Я сидел в густой траве на берегу Эмбаха, день клонился к закату, солнце садилось за башни Домберга. Местные жители называют реку Эмавези — Мать Вода, и они мутны, эти воды, они быстро текут мимо, шевеля береговую траву, образуя маленькие водовороты. Вот проплыл топляк с деловитой птичкой, которая, словно капитан, сидела на сучке.
Как мне теперь поступить? Как вызволить Анну, не подвергая опасности лагерь в лесу? Я долго размышлял, а потом откинулся в траву и загляделся в небо, где умирали последние розовые облака.
И тут я услышал шуршание. Кто-то устроился невдалеке от меня за кустами. Люди эти, должно быть, не видели меня за высокой травой.
Я было собрался встать, но услышал разговор, весьма для меня интересный.
— Ты, видно, перестал доверять мне, Генрих?
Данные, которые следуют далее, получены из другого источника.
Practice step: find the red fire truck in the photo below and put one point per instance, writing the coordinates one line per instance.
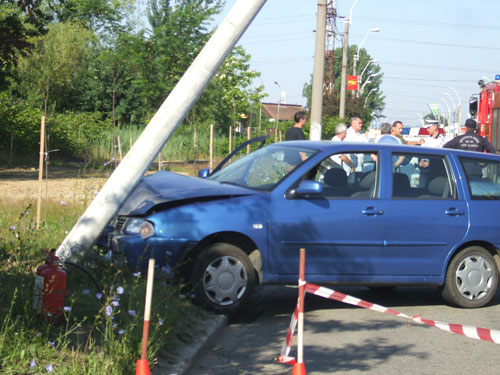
(485, 108)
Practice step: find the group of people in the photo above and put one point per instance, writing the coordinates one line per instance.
(469, 141)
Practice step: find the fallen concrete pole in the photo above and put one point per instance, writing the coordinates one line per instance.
(173, 110)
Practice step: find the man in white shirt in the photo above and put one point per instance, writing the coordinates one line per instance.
(341, 159)
(355, 134)
(435, 140)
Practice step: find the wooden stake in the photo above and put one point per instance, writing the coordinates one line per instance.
(40, 172)
(210, 162)
(142, 364)
(300, 329)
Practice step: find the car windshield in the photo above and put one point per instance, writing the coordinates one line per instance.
(264, 168)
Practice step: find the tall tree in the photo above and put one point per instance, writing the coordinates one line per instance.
(55, 64)
(361, 105)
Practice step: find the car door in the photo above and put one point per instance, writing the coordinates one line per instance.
(424, 216)
(482, 182)
(341, 228)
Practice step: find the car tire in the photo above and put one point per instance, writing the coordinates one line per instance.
(471, 279)
(223, 278)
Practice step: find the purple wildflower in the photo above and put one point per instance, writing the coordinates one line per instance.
(109, 310)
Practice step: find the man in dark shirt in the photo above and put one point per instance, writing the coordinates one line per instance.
(470, 141)
(295, 133)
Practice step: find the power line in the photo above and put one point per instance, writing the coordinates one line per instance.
(431, 23)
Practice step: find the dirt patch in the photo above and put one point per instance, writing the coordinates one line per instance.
(60, 183)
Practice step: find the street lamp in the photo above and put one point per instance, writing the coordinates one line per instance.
(459, 108)
(421, 118)
(449, 110)
(356, 57)
(343, 76)
(367, 81)
(454, 106)
(279, 102)
(366, 67)
(278, 116)
(366, 98)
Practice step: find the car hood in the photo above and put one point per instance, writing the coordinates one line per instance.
(165, 187)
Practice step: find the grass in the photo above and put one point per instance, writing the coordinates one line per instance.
(101, 328)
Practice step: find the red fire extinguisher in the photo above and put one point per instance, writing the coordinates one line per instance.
(50, 287)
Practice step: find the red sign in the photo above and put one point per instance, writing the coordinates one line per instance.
(352, 82)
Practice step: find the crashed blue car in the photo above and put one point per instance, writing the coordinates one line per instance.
(404, 215)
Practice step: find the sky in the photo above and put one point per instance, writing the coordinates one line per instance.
(423, 48)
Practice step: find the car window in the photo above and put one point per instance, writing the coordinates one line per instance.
(264, 168)
(420, 176)
(483, 178)
(342, 179)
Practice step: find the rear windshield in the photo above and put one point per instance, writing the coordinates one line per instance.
(483, 178)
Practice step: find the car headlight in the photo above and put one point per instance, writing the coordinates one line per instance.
(139, 226)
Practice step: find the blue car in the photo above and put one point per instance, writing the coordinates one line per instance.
(406, 215)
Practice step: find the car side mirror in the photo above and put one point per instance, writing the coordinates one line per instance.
(204, 173)
(306, 187)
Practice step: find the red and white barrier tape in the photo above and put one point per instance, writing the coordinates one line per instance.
(477, 333)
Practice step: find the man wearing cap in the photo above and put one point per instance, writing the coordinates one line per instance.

— Зачем ты вытащил меня к реке? Мало ли места в городе?
— Там много ушей.
— А здесь опасно. Я слышал, исчез твой кучер?
— Я не о кучере здесь говорю. Зачем понадобился тебе Путешественник?
— Хотел выведать, что у него на уме. Он мне неприятен.
Говорили Ла Тробе и Трампедах.
— Ты сам не веришь, что он из Стокгольма, — продолжал Ла Тробе. — Откуда же он?
— Он не простой человек, и у него есть дело. Спешить не следовало.
— А я догадался, зачем он пришёл.
— О чём же ты догадался, Генрих?
— Ты сам это знаешь. Он ищет эстонское золото.
— Золото? Какое золото, Генрих?
— Не шути надо мной, Гуго. В лесу есть мальчишка, который обращает камни в золотые слитки. Это знают все, даже поляки. Они силой взяли у меня Путешественника и хотят сговориться с ним.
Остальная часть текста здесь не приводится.